Caracals prey mainly on small- to medium-sized mammals, from small murids to antelope up to 50 kg, but they will also take birds, reptiles, invertebrates, fish and some plant matter (Stuart and Stuart in press). Caracals often scavenge (Nowell and Jackson 1996).
Home ranges are large in arid areas, with the home ranges of three males averaging 316.4 km² on Namibian ranchland (Marker and Dickman 2005). In Saudi Arabia, a radio-tracked male ranged over 270 km² to 1,116 km² in different seasons (Van Heezik and Seddon 1998), while in an Israeli study, home ranges of males averaged 220.6 km² (Weisbein and Mendelssohn 1990). Male home ranges in better-watered environments of South Africa are smaller (two males averaged 26.9 km² in West Coast National Park: (Avenant and Nel 1998), and female ranges are considerably smaller than males (Stuart and Stuart in press).
As caracals are capable of taking small domestic livestock, they are often subject to persecution. Stuart (1982) recorded that over the years 1931-1952 an average of 2,219 caracals per year were killed in control operations in the Karoo, South Africa. Similarly, Namibian farmers responding to a government questionnaire reported killing up to 2,800 caracals in 1981 (Nowell and Jackson 1996). Brand (1989) found that caracals were responsible for the loss of up to 5.3 domestic stock per 100 km² per annum in the former Cape Province of South Africa. Severity of depredation appears to be dependent on the availability of wild prey and husbandry techniques (Stuart and Stuart in press).

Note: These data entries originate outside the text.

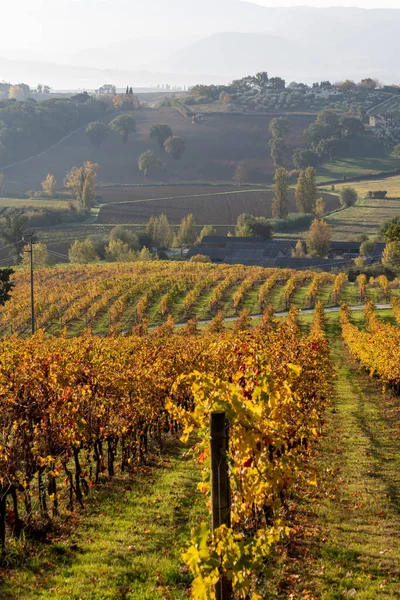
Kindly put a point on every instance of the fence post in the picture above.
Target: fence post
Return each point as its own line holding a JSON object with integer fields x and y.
{"x": 220, "y": 488}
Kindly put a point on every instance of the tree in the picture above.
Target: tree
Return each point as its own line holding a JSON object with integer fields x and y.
{"x": 175, "y": 146}
{"x": 311, "y": 189}
{"x": 318, "y": 238}
{"x": 346, "y": 86}
{"x": 160, "y": 132}
{"x": 330, "y": 147}
{"x": 250, "y": 226}
{"x": 19, "y": 92}
{"x": 148, "y": 161}
{"x": 391, "y": 255}
{"x": 301, "y": 193}
{"x": 125, "y": 102}
{"x": 82, "y": 181}
{"x": 241, "y": 175}
{"x": 278, "y": 149}
{"x": 299, "y": 251}
{"x": 320, "y": 208}
{"x": 348, "y": 196}
{"x": 160, "y": 231}
{"x": 119, "y": 251}
{"x": 40, "y": 253}
{"x": 277, "y": 84}
{"x": 202, "y": 258}
{"x": 279, "y": 127}
{"x": 243, "y": 228}
{"x": 97, "y": 132}
{"x": 145, "y": 255}
{"x": 49, "y": 185}
{"x": 82, "y": 252}
{"x": 350, "y": 126}
{"x": 13, "y": 227}
{"x": 329, "y": 118}
{"x": 107, "y": 88}
{"x": 368, "y": 83}
{"x": 124, "y": 125}
{"x": 206, "y": 231}
{"x": 186, "y": 235}
{"x": 6, "y": 285}
{"x": 392, "y": 233}
{"x": 125, "y": 235}
{"x": 303, "y": 158}
{"x": 260, "y": 81}
{"x": 280, "y": 202}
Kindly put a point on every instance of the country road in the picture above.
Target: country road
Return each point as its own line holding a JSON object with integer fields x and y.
{"x": 306, "y": 311}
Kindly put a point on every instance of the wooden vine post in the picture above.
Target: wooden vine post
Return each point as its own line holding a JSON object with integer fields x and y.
{"x": 220, "y": 488}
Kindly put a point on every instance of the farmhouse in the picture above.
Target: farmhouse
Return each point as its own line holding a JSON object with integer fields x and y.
{"x": 246, "y": 251}
{"x": 274, "y": 253}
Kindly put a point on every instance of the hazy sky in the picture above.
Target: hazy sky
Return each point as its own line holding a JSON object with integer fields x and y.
{"x": 326, "y": 3}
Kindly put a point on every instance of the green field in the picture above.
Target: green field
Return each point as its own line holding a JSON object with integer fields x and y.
{"x": 343, "y": 533}
{"x": 366, "y": 217}
{"x": 366, "y": 155}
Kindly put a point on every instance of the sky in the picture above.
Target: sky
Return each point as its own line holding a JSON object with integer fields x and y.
{"x": 327, "y": 3}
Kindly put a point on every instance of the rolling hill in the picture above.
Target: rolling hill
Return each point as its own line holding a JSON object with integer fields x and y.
{"x": 212, "y": 151}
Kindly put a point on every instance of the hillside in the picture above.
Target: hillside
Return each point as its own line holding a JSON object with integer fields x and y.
{"x": 118, "y": 296}
{"x": 213, "y": 149}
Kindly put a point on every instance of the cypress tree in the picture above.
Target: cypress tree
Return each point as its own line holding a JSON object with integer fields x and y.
{"x": 280, "y": 202}
{"x": 301, "y": 193}
{"x": 311, "y": 189}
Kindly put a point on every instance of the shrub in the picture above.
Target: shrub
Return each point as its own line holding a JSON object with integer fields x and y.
{"x": 200, "y": 258}
{"x": 377, "y": 194}
{"x": 293, "y": 222}
{"x": 348, "y": 196}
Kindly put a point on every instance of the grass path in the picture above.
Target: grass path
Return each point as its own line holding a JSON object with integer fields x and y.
{"x": 128, "y": 543}
{"x": 347, "y": 542}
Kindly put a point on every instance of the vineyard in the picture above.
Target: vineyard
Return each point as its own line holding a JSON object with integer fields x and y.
{"x": 115, "y": 298}
{"x": 80, "y": 412}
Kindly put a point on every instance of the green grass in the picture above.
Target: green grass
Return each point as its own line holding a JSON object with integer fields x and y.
{"x": 127, "y": 544}
{"x": 346, "y": 542}
{"x": 34, "y": 203}
{"x": 366, "y": 155}
{"x": 366, "y": 217}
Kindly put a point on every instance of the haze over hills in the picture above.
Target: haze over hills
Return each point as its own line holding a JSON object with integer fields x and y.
{"x": 184, "y": 42}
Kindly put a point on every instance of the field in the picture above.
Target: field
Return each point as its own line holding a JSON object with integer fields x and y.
{"x": 366, "y": 217}
{"x": 119, "y": 397}
{"x": 366, "y": 155}
{"x": 390, "y": 184}
{"x": 213, "y": 148}
{"x": 118, "y": 297}
{"x": 33, "y": 203}
{"x": 207, "y": 207}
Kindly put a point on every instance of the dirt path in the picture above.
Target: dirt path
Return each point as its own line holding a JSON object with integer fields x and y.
{"x": 126, "y": 545}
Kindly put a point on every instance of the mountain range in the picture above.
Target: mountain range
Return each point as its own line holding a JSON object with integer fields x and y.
{"x": 185, "y": 41}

Habitat destruction (agriculture and desertification) is a significant threat in central, west, north and northeast Africa where caracals are naturally sparsely distributed (Ray et al.2005). It is also likely to be the main threat in the Asian part of its range (Sunquist and Sunquist 2002).
List of threats:
– Agriculture and aquaculture : annual and perennial non-timber crops, agro-industry farming
– Livestock farming and ranching: nomadic grazing, small-holder grazing ranching or farming
– Biological resource use: hunting and trapping terrestrial animals, unintentional effects (species is not the target), persecution, control
Populations in Asian range states are included in CITES Appendix I; populations in African range states are included on Appendix II. Hunting of the species is prohibited in Afghanistan, Algeria, Egypt, India, Iran, Israel, Jordan, Kazakhstan, Lebanon, Morocco, Pakistan, Syria, Tajikistan, Tunisia, Turkey, Turkmenistan, and Uzbekistan (updated from Nowell and Jackson 1996). In sub-Saharan Africa, the caracal is protected from hunting in about half of its range states (Nowell and Jackson 1996). In Namibia and South Africa, the caracal is classified as a Problem Animal, which permits landowners to kill the species without restriction; nonetheless, caracal have persisted and remain widespread.
Caracal are present in many large, and well-managed protected areas, across their vast range.